Source IP from haproxy > server wrong

I have a small Haproxy server set up with 2 NICs. The OS is CentOS7 and I have configured both NICs on the same subnet per CentOS documentation.

— 192.168.0.1, 192.168.0.2 ---- both on 192.168.0.0/24
192.168.0.1 is used for management and the web gui, 192.168.0.2 is used for the LB traffic.

Traffic coming into the LB hits the 192.168.0.2 address, but seems to be egressing to the 192.168.0.1 address to the backend servers. I’ve tried specifying “source IP” in the config to no avail.

Version is 1.8.16.

If I do the telnet from the LB CLI inside Linux, the routing seems to work correctly, so it seems the LB application itself isn’t going out on the correct interface/IP.

It’s a bad idea to configure both NICs in the same subnet, because the egress NIC and source IP are not deterministically chosen by the kernel in this case.

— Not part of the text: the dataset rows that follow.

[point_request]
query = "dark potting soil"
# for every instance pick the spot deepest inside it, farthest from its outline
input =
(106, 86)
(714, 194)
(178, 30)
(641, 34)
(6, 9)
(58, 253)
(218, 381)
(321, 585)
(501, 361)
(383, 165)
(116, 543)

Your expectation that 192.168.0.2 is always used for to egress traffic is something that your OS/kernel doesn’t know about.

Now specifying the source IP in haproxy should theoretically alleviate that. Can you provide the actual, complete haproxy configuration you used for this? Also provide the output of running haproxy through strace -tt -p<PID> while using the source IP option (and running traffic through it).

I strongly suggest do rethink your configuration though, and put your management IP into a different subnet.

The configuration is indeterministic, so the behavior of the sockets is basically random.

Haproxy config:

global
daemon
stats socket /var/run/haproxy.sock mode 777 level admin
maxconn 4096
maxcompcpuusage 100
maxcomprate 0
nbproc 1
ssl-server-verify required
defaults
mode tcp
option http-server-close
option redispatch
retries 3
timeout connect 5000
timeout server 50000
timeout client 50000
timeout check 50000
timeout http-keep-alive 50000
timeout http-request 50000

listen LBPROXY

bind 192.168.0.2:999
balance source
maxconn 9999
mode tcp
source 192.168.0.2
option http-server-close
server server1 192.168.0.3:999 check fall 3 rise 5 inter 2000 weight 10

I agree, except I’ve created routing tables and rules that should’ve curved this behavior. (How to connect two network interfaces on the same subnet? - Red Hat Customer Portal)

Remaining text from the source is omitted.